WHY would a guy who knows nothing about operating a retail floor open a retail floor? I wouldnt. I didnt initially plan to have a retail shop, in fact even now it is more of a byproduct of my needing a space to design, store and fulfill orders than a concious new part of my business. I figured it would be foolish to have a space downtown filled with my best newest product, and not have a way for people to simply walk in and buy it. And so I was not saved from falling into, nearly falling into and narrowly avoiding the hundreds of pitfalls that new business owners and shop owners brush up against everyday.
WHERE I chose to put the shop was based on a number of factors. I wanted low overhead. Most of my business is wholesale and online so I didnt want to be paying $3500 for a 450 square foot space in a hot retail part of town. I knew I needed about 750 Sq Ft and I didnt want to pay more than 1000/month. My line of accessories is made up of bowties, neckties, pocket squares, suspenders, belts, wallets, scarves, cufflinks, lapel flowers and a few other products in development. One of the great things about all of these products is that they dont take up all that much room.

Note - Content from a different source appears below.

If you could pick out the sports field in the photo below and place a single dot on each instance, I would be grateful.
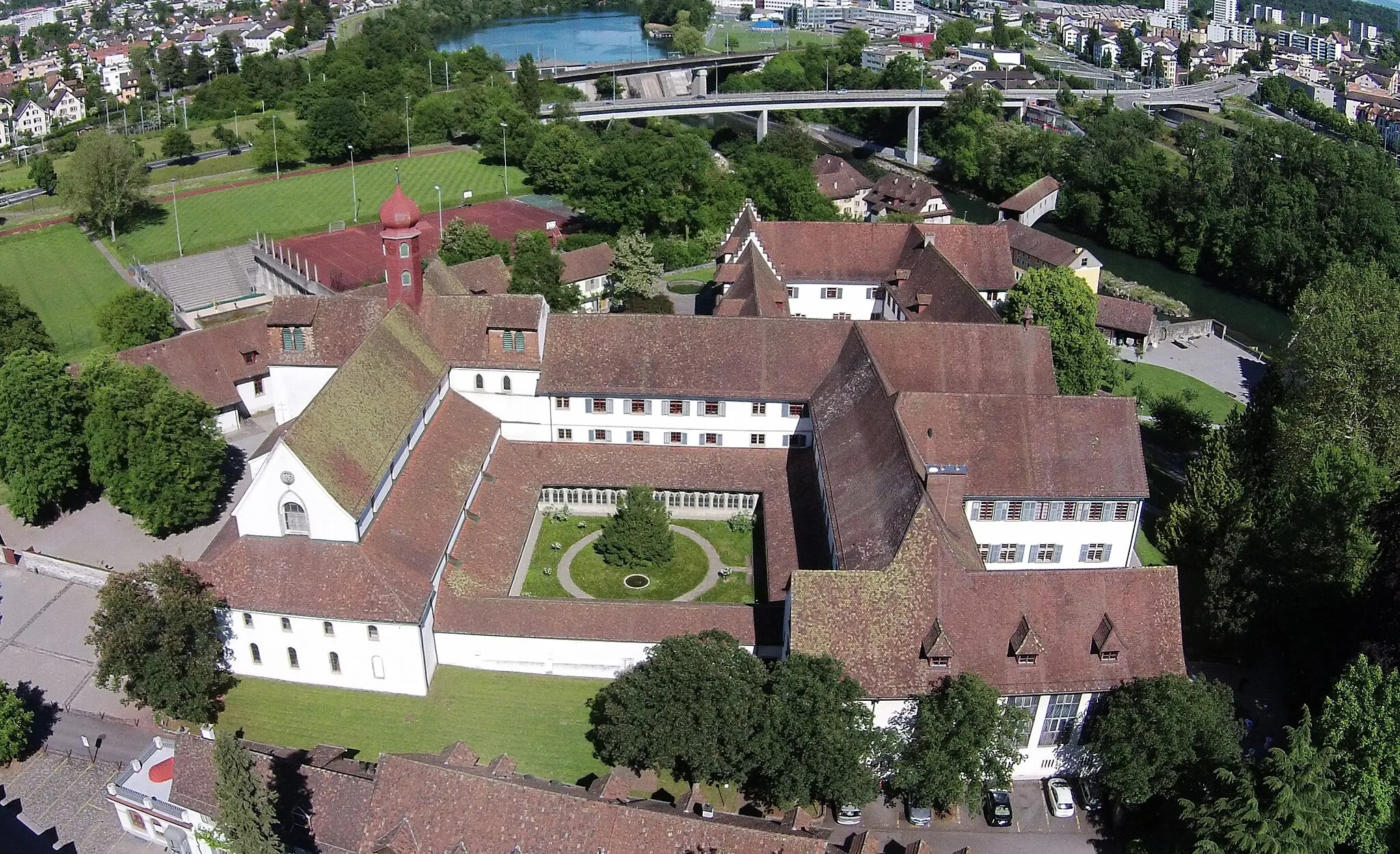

I saw a space next to a bar that seemed to have a similar asthetic and certainly a similar demographic to my customer. I now sublet from them. Knowing that real potential customers would be in the area was important to me since, though I ultimately wasnt relying on the retail portion to be the money maker, I did want to be able to build a customer base and if nothing else use the shop as a marketing tool to this targetted audience to drive online sales.
HOW did I know how much space I needed? I designed the entire layout of the work space months before I looked at spaces. I used Sketch Up to do a full fledged 3D rendering. I highly suggest taking the step to do this. You can use the free version and still use thgeir 3D modeling library to insert 3D models of shelving units, desks, chairs into your model. All to scale so you can really get an idea of how much space you need.
This also give you a nice printable sheet that you can show to potential landlords, contractors, banks, loan officers, investors... to show them your vision. Its always nice to have a road map. Even if you are off the page for much of the journey.